Lottas Puppenspiel

Lottas Puppenspiel

Langweiliger Liebhaber, dieser Werther, kommt nicht zur Sache, immer bloß wie er sich fühlt. In der Klassenarbeit drückt er sich gewählter aus, verteidigt jedoch seine Meinung.

Am Tag nach der Klausur passiert es zum ersten Mal. Er trabt zum Schulbus am Strandhof vorbei. Der Weg windet sich längs des alten Stallgebäudes, im Fenster stehen Barbiepuppen, staubüberzogen, wie aufgereiht zur Mädchengymnastik.

An diesem Morgen ist er den Puppen nicht gleichgültig. Schmelzende Blicke feuern sie durch die kühlen Scheiben. Er schlägt die Augen nieder. Am nächsten Tag dasselbe. Er tut es als Fantasie ab. Seine Sorgen beginnen, als es auch am dritten Tag weitergeht.
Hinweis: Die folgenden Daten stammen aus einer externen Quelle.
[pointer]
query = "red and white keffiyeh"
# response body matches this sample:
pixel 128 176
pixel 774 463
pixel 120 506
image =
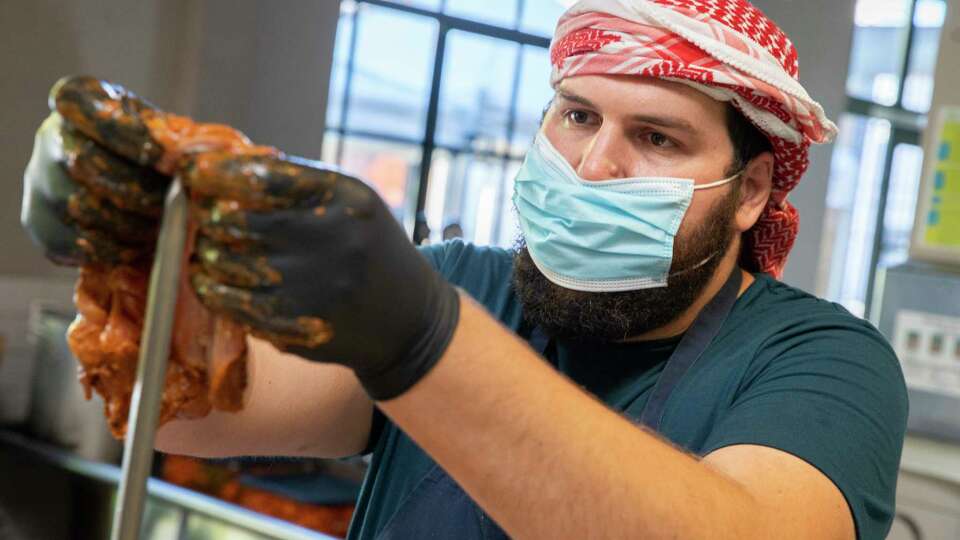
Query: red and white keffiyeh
pixel 727 49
Er meint zu spüren, daß sie ihre Hälse verrenken, um ihn mit den Augen zu verfolgen, ihre Blicke brennen auf der Haut.

Sein Kopf weiß, daß es ganz gewöhnliche Barbies sind, die sich in den Fensternischen langweilen. Man spricht darüber, daß der Stall schon so lange leer stehe, das Reetdach rotte vor sich hin. Die Puppen stammen aus einer anderen Zeit, vielleicht sieben, acht Jahre zurück. Als das Vieh noch da war und die Mädchen des Hofes zum moorigen Strand hinunter gesprungen kamen, um dort zu spielen.

Aus weiter Ferne sieht er eine blaßrosa Schleife, die mußte zu der Kleinen vom Strandhof gehören, mit der er einmal Knie an Knie in einer Kutsche zu sitzen kam, damals im Karussell. Dabei hatte er doch keine Lust auf Kutsche gehabt, das war etwas für Mädchen, aber man hatte sie einfach zusammengestopft. Warm war ihr Körper und ein Wiesenblumenduft umwehte sie.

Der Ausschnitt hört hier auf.